Parts of the section reads, “I would like to personally thank each and every one of my personal and team sponsors. Without them, my dreams would never have been realized. Please honor them with your patronage.”
Olsen doesn’t actually endorse any specific products on the site, but he took that section of the site down while he was in a Vermont uniform.
“You’re not allowed to endorse products and they interpreted my Web site, parts of that, to be endorsements,” he said. “They originally told me I would not be allowed to participate.”
Olsen found out about the glitch on a Wednesday, two days before he was to leave for a college cross-country race in Hanover, N.H. He dealt with the NCAA and they agreed to allow him to compete after the sponsor section came down. He left Thursday night after attending a college class about the Russian mafia and logged a 10th at the competition in Hanover.
Things didn’t brighten up from there.
Olsen’s rifle was stolen from his car at the World Cup competitions in Lake Placid, N.Y. last week. The $2,800 rifle was insured, but Olsen didn’t get his replacement until about 30 minutes before Tuesday’s junior national sprint championship here, so he had to use the extra U.S. team gun.
Normally, he said, it takes a few weeks to get used to a gun. His first practice shots didn’t exactly go where he wanted to go and he wound up in 10th place.
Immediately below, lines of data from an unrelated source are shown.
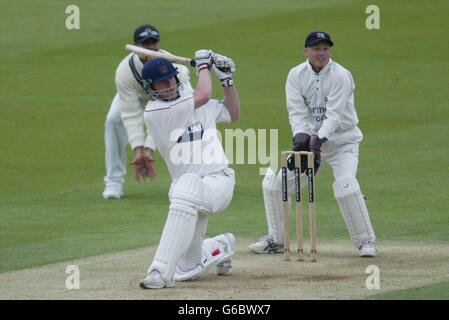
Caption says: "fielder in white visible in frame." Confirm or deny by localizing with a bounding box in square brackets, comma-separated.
[249, 32, 376, 257]
[140, 50, 240, 289]
[103, 24, 192, 199]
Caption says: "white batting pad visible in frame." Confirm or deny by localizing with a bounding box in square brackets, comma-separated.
[333, 176, 376, 248]
[262, 168, 290, 244]
[148, 174, 203, 281]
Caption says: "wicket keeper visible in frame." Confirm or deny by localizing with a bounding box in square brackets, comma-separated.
[249, 31, 377, 257]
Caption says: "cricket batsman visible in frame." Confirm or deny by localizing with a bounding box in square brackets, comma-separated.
[103, 24, 192, 199]
[140, 50, 240, 289]
[249, 31, 377, 257]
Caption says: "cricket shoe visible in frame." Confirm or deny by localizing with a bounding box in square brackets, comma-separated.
[360, 240, 377, 257]
[249, 235, 284, 253]
[103, 185, 123, 199]
[174, 233, 235, 281]
[140, 270, 175, 289]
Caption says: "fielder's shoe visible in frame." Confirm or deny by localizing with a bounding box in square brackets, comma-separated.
[360, 240, 377, 257]
[140, 270, 175, 289]
[174, 233, 235, 281]
[174, 263, 205, 281]
[103, 185, 123, 199]
[217, 258, 233, 276]
[249, 236, 284, 253]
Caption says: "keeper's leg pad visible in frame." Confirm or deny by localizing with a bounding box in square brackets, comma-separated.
[262, 168, 291, 244]
[148, 173, 203, 281]
[333, 176, 376, 248]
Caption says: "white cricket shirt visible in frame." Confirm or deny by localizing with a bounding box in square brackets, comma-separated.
[285, 59, 363, 144]
[115, 50, 191, 150]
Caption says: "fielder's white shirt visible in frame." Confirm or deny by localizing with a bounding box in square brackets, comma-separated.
[144, 89, 231, 181]
[285, 59, 363, 144]
[115, 50, 191, 150]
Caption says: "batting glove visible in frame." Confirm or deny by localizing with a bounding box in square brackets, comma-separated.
[195, 49, 213, 75]
[212, 53, 235, 74]
[212, 63, 234, 87]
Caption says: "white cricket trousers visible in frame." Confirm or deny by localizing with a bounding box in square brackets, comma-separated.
[161, 168, 235, 274]
[104, 93, 128, 186]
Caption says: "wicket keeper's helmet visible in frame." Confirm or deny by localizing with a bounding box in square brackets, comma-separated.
[142, 58, 180, 99]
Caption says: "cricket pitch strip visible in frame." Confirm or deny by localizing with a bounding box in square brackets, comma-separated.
[0, 237, 449, 300]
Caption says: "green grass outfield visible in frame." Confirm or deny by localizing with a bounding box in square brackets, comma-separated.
[0, 0, 449, 298]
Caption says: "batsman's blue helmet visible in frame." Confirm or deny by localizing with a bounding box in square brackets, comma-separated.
[142, 58, 180, 98]
[142, 58, 178, 83]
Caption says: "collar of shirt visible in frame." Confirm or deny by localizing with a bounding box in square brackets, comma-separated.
[307, 58, 333, 75]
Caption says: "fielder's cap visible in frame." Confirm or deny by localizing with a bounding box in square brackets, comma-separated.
[134, 24, 160, 43]
[304, 31, 334, 48]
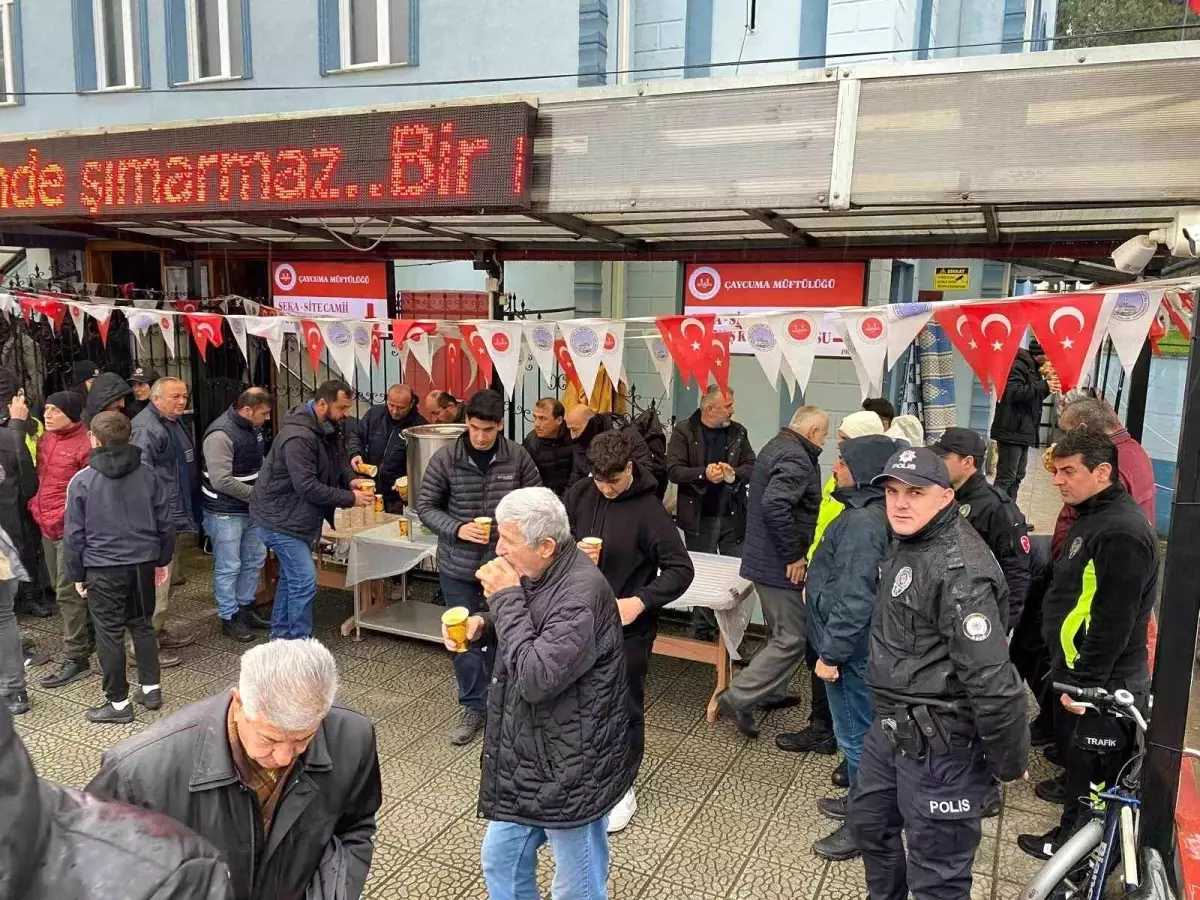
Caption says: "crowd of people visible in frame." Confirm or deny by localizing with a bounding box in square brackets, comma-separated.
[0, 340, 1158, 900]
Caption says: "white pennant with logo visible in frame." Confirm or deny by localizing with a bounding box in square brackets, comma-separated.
[1096, 290, 1163, 378]
[835, 307, 888, 400]
[642, 335, 672, 397]
[600, 322, 625, 391]
[738, 316, 784, 391]
[521, 319, 557, 388]
[887, 304, 934, 368]
[478, 322, 521, 400]
[769, 310, 824, 398]
[558, 319, 608, 398]
[246, 316, 284, 368]
[317, 319, 354, 382]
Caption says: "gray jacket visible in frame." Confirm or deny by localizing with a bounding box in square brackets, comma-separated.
[86, 694, 383, 900]
[416, 432, 541, 581]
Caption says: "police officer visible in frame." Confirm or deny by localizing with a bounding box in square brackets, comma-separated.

“My first shots were actually on the targets adjacent, so I had a lot of clicks, a lot of adjustments,” said Olsen, who was also involved in a minor car accident Sunday when he drove through a snowstorm coming from Lake Placid, N.Y. “But it was a lot of bad things coming together. It’s just disappointing to have happen because it was my last race as a junior before I’m a senior next year.”
Olsen was in Lake Placid serving as media for that town’s World Cup stop.
The site is apparently quite well read, and surprisingly for Olsen, by Americans. In December Olsen ran a check of how many hits he had, coming up with a number of around 6,800 per month. He estimates that number to be around 10,000 now.
About 80 percent of those hits are coming from the U.S., where biathlon isn’t a popular sport.
“That’s more than 10 times the number of people that are USBA members,” he said.
Olsen started the site in December 2001 with a focus on cross country, but quickly expanded to biathlon when he couldn’t find any media covering either sport. And there was nothing to counter the official sites, such usbiathlon.com.
Olsen’s latest project is putting up biographies of the people running for spots on the U.S. Biathlon board of directors. He wants to make sure voters are informed about their choices.
“You need independent media,” Olsen said. “It’s a checkmark. It’s like politics and in some ways biathlon’s the same way. We have an organization making decisions for the athletes. Sometimes they don’t make the right decisions, sometimes they do. It’s important to represent both sides.”